To say that abortion by the mother is always prohibited,  or conversely, is always permissible, is contrary to personal sovereignty at the heart of voluntary law. Any absolute rule on the legal status of a fetus would necessarily be based on either an arbitrary diktat of some ruler, or on a definition of “person” that falls outside of voluntary law’s foundational definition of personhood. A person is, according to voluntary law, a corporeal, mortal entity capable at some prior relevant time of language and legal discourse (among other things). Infants, fetuses, fertilized human cells, and the severely mentally disabled from birth fall into a special category that might be called “potential persons who have not yet (and may never) become capable of adopting and following their own laws, yet might become capable within their lifetimes.” For brevity, we may generally refer to such living beings as “dependent potential persons” or “dependent potentials,” as a general class including infants, young children and those born with severe mental disabilities. The fetus is a prime example of this class.

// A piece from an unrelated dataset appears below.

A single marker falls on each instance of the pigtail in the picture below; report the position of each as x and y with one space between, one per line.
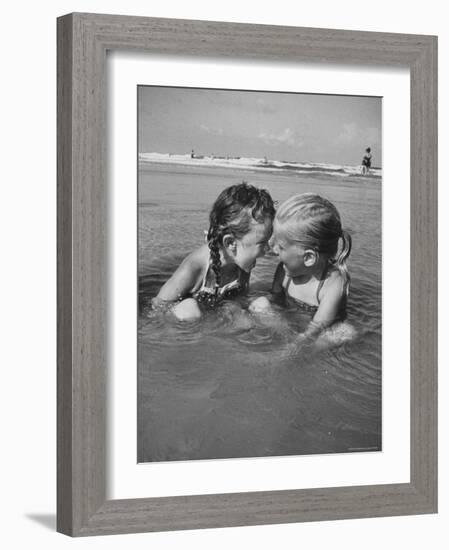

It might fairly be asked how imputing a law to a fetus that permits it to be killed without legal repercussions can ever be considered a voluntary choice of the fetus. As a living being, all fetuses (and zygotes and fertilized eggs) must be presumed to share the common instinct of all life: survival. Therefore to say that the fetus consents to its own self-destruction is to contradict its evident will to survive, and impose a law not of its own choosing. This argument is logical on its face, but consent should not be confused with legal consequences.  We may be sure that no fetus or infant ever consents to its own destruction, and do not need to pretend otherwise.  The question is what to do with those legally competent persons who, by some intentional or negligent act, have caused the life of the fetus to be taken away.  There is no particular logic that requires that all such intentional or negligent acts must have legal consequences.  On the contrary, both moral and economic considerations teach that sometimes the intentional killing of a fetus, however tragic, is morally justified, as when to preserve the life of the mother.   From an economic standpoint, preservation of life generally requires wholesale destruction of its own seeds. Nature teaches us this in many instances, for example with egg-laying animals that may lay dozens or hundreds of eggs, of which few survive to adulthood. Even mammalian species often bear litters, of which few survive under normal conditions. The economics of life dictate that not every individual can survive to adulthood, and in times of great scarcity, difficult choices must sometimes be made.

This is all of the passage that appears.